Dunque l’atlantismo va sempre difeso. Ma non si può trascurare il fatto che oggi alla Casa Bianca abbiamo un presidente non solo debole e incerto, ma pure contraddittorio. Non era stato proprio Biden, infatti, ad assicurare gli alleati che avrebbe posto i principi della Carta Atlantica a fondamento della sua politica estera? In Afghanistan si è smentito clamorosamente e a volte, ascoltando i suoi discorsi confusi, si ha l’impressione che nemmeno lo capisca, pur avendo fama di esperto di politica internazionale.
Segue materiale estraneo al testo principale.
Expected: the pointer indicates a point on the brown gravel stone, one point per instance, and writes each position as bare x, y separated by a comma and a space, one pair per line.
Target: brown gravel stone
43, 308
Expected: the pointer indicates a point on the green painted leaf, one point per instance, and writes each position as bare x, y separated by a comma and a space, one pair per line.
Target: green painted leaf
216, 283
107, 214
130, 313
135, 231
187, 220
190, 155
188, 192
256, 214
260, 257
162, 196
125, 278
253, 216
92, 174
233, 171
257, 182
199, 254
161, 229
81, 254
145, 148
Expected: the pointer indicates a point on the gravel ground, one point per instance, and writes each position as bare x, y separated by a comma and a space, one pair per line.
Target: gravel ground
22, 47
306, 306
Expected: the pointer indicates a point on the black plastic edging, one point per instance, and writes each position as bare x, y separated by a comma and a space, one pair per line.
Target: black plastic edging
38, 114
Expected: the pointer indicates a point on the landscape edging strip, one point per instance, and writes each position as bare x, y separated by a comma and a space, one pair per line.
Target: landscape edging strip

Stesso discorso vale per la Nato. Gli Usa hanno il diritto di dirigerla perché, senza il loro apporto finanziario, l’Alleanza crollerebbe subito. Tuttavia è necessaria da parte americana una strategia chiara che determini i suoi obiettivi. Gli europei non possono fare la voce grossa poiché il loro contributo economico è assai meno rilevante. Speriamo non giunga il momento in cui gli Stati Uniti giudicheranno inutile lo “scudo” a protezione degli alleati, dal momento che lo scenario globale non offre alternative plausibili.